Sans le désir de stimuler la curiosité scientifique de ma fille, Juliette, je n’aurais peut-être jamais eu celle — quasi morbide, à en croire les reportages — d’aller visiter l’exposition Le monde du corps 2, hier matin, au Centre des sciences de Montréal. C’eût été bien dommage, car il s’agit réellement d’un travail scientifique et didactique de premier ordre.
Le parcours du visiteur commence par plusieurs vitrines anatomiques dénuées de tout sensationnalisme et ce n’est qu’ensuite, une fois qu’on est dans le vif du sujet, si je puis dire, que l’on découvre les corps « plastinés » par le fameux Dr . Gunter von Hagens et présentés de façon suggestive afin de mieux illustrer le propos anatomique propre à chacun. Encore là, ces figures sont assorties de vitrines « classiques » dans lesquelles des organes sains et malades sont présentés. Au fil du propos, on se détache de la mise en scène pour mieux capter l’information anatomique et la leçon d’hygiène de vie qui nous est transmise.
Au final, je n’ai ressenti ni dégoût ni curiosité morbide au cours de ce parcours didactique. J’ai eu plutôt la sensation d’apprendre plein de choses passionnantes sur mon propre corps et ceux de mes semblables. Comme dit la sagesse populaire, j’avais « mis le doigt dessus », même s’il est interdit de prendre en photo (honte aux marchands !) et de toucher les éclatés.
Évidemment, la banalisation de la mort, ou plus exactement son esthétisation, peut inquiéter a priori et elle n’a pas manqué de faire sourciller les censeurs religieux. Présentée au public il y a un ou deux siècles, cette exposition aurait terminé au bûcher. En ce début de XXIe siècle, cependant, nos cerveaux sont prêts à regarder la réalité en face et le spectacle de la vie par-delà la mort n’est plus ce qu’il était.

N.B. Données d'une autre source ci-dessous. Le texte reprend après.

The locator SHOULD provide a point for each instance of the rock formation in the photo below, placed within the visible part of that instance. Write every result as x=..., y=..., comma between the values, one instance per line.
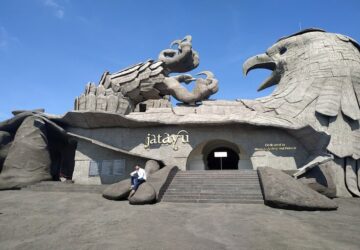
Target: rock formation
x=121, y=91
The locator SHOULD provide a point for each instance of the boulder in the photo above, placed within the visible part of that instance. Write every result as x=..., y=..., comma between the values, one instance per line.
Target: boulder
x=160, y=180
x=282, y=191
x=320, y=179
x=4, y=150
x=151, y=167
x=118, y=191
x=5, y=137
x=28, y=160
x=145, y=194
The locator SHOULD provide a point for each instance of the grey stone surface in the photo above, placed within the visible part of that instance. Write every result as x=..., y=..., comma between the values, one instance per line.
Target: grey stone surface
x=351, y=177
x=338, y=173
x=151, y=167
x=28, y=160
x=151, y=80
x=159, y=179
x=282, y=191
x=317, y=75
x=145, y=194
x=320, y=178
x=4, y=150
x=118, y=191
x=5, y=137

Je ne peux m’empêcher de penser que la grande déferlante d’images et d’abstractions de la seconde moitié du XXe siècle sont à l’origine de ce détachement. Nous avons vu tellement d’images de guerre, de sang, de mort, de famine, de profanation et d’horreurs de toutes sortes que notre cerveau a appris à ne plus s’en effrayer. Qu’on le veuille ou non, il fait maintenant la différence entre le spectacle froid et « extérieur » de la mort et l’irruption émotionnelle de celle-ci dans notre propre vie. La contraception, l’avortement et les biotechnologies de pointe nous ont aussi amenés à repousser le seuil de ce qui peut être considéré come contraire à la morale et à l’éthique. Cet aspect philosophique et social de la visite est loin d’être inintéressant.
Science et mercantilisme
Côté organisation, cependant, le Centre des sciences de Montréal fait pitié. J’avais soigneusement réservé mes billets en ligne ― 56 $ pour un adulte et une ado, ce n’est vraiment pas donné ! ― assortis d’un rendez-vous à heure fixe, dimanche à 17h. Il était conseillé de se présenter à la porte 30 minutes à l’avance, mais sur place, on nous apprenait qu’il y aurait 75 minutes de retard sur l’horaire ! Cela nous obligeait à poireauter 1h45 avant d’être enfin admis dans le saint des saints. Inadmissible !
J’ai dû faire intervenir un superviseur pour déplacer ma réservation « non échangeable-non remboursable » à 11h, le lendemain matin. Eh bien croyez-le ou non, une heure à peine après l’ouverture des portes, le planning des entrées avait déjà pris 30 minutes de retard ! Il faut croire que l’on vend trop de billets sur place à la dernière minute ou bien que l’on met un point d’honneur à imposer une file d’attente au visiteur, histoire de le mettre en condition.
Ajoutant à cet irritant le prix très élevé des billets et l’interdiction de photographier, je me demande si le propos du Dr. von Hagens est réellement didactique ou bien bassement mercantile. Ce serait une question à explorer très sérieusement avant que je ne lui fasse don de mon corps. D’ailleurs, sa volonté affichée de protéger ses « droits d’auteur » rend sa démarche scientifique quelque peu suspecte.